The Dark Eye is to Pen and Paper roleplay what Dark Souls is to videogames. A stern, rock faced, cold hearted, unyielding dominatrix who seems impenetrable and who demands your complete and total servitude, and at the slightest folly will beat you bloody and raw and tell you to start over again. You will, multiple times, due to a flaw in your build that down the line results in your character ending up stunted and a fight proving a little beyond your reach or poor choices when you level your character.
But each time, you will learn, through the beatings and the whippings, much like Dark Souls, you will learn, and you will improve. Eventually once you get past the gatekeeper and once you've survived the rite of passage that is the near vertical learning curve of the games mechanics, you'll find a world that richly rewards, and deserves every minute you spend within it.

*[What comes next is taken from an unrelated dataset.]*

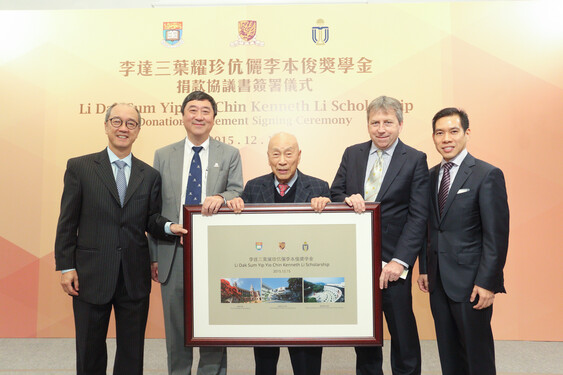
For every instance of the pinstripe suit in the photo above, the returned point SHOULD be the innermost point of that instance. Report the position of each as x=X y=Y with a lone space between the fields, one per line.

The graphics finally have shaken off a lot of the shoddiness and rough edges that have pervaded a lot of the TDE games, Blackguards is slick, smooth, and carries a glossy sheen with it, it's not QUITE melt your eyes gorgeous, but it's certainly pleasing to look at, and the spell effects certainly carry with them a definite sense of satisfaction as they connect and fly about the battlefield. So too has the voice acting and musical score improved, as presentation goes, Blackguards has matured TDE into a strong, and at last truly sellable product.
But it's not for novices. Noooooooo sir. This is not a new player friendly game. So far to date no actual "Roleplaying game" set in the TDE universe has managed to be even -remotely- new player friendly, this is not about to buck that trend, not when your character sheet runs to five seperate tabbed pages with more numbers to make sense of than the US Federal Budget. Not when the wheel that surrounds your character can offer dozens of possible options as to what action you might wish to take during a turn. Not when a conversation option can turn a story down a route that results in a fight you may not have been prepared for. This game does not go lenient on people who are not careful, not methodical, or not thoughtful.

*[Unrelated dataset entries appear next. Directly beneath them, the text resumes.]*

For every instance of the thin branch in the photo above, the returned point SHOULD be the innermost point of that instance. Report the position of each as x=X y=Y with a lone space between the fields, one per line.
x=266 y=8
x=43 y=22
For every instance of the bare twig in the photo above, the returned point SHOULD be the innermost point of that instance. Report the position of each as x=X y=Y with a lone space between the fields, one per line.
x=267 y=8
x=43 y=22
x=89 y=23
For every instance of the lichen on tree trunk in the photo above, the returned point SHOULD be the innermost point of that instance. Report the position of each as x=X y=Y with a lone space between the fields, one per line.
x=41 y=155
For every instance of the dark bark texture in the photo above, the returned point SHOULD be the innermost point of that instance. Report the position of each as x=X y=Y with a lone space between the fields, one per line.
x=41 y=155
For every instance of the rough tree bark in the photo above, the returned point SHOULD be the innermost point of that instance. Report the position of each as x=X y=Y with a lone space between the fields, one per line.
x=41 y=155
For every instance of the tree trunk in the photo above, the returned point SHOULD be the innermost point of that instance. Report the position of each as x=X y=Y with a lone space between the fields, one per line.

The main story arc I'm going to leave spoiler free and focus on the mechanical side, the game follows a two-beat system, the world map, being a parchment map overworld that you zip around and visit static settlements to partake in various pleasantly rendered towns and villages, which offer side quests, conversation dialogs, healing and merchants. Then there's the meat of the game, a mix of single encounter and multi-encounter dungeons.

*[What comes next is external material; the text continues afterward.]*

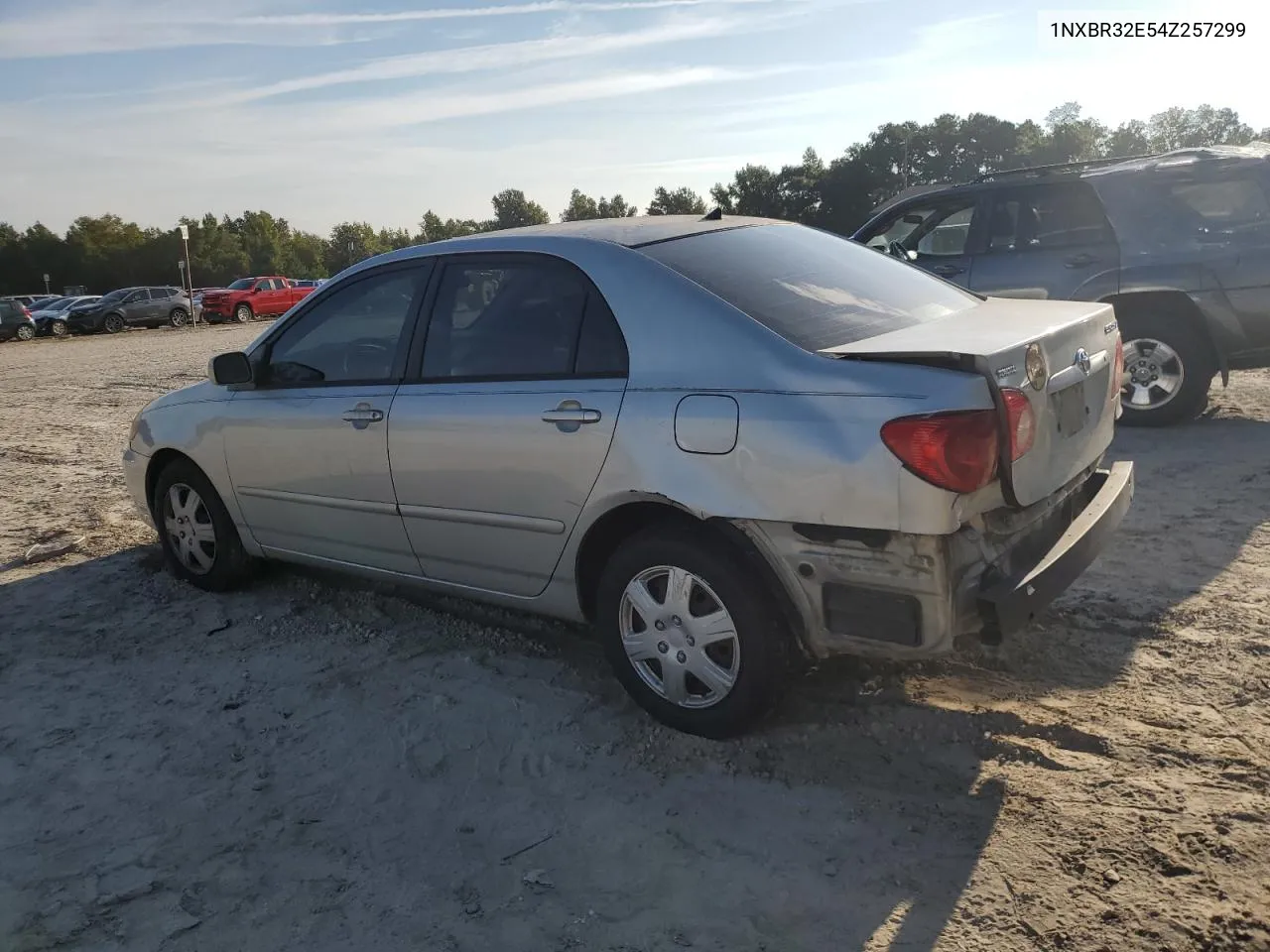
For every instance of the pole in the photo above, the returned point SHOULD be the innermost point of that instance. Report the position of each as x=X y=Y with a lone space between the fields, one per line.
x=190 y=276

These take place on hex based maps which are closer to things like Kings Bounty : The Legend, however in this case, we're dealing with -single units-, and in this case the strategic rendering is done with TDE levels of detail. Characters are solid, so you can't shoot or cast spells through them, ditto for static objects and moveable objects. This means positioning becomes a factor, you can't just layer your melee in front of your casters, you need to play smart and ensure people are in the right place. Equipment too has significant impacts overall on the fight, with bows having minimum and maximum ranges before major penalties are applied. Spells have granular levels of "to hit" based on the casters skill... you get the idea. We're talking pen and paper levels of detail, rendered lovingly in the game.
Once you set up hotbars for your most frequently used abilities, fights run pretty smooth and fast, and the strategy element is as the word I used to begin with implies - "Chewy" - you'll be constantly thinking and rethinking your moves, and the AI puts up a respectable fight even at default difficulty. Environmental hazards too present a real and significant problem, and throw in an extra layer, thankfully there's no time constraint, so feel free to get a coffee as you ponder each move.
Do I recommend it? Yes. With the caveat. This is not a game that will appeal to everyone. It's a niche game. I celebrate it's existence. It's a strategy game for strategy gamers. If hexes, math, and stats excite you, get stuck in.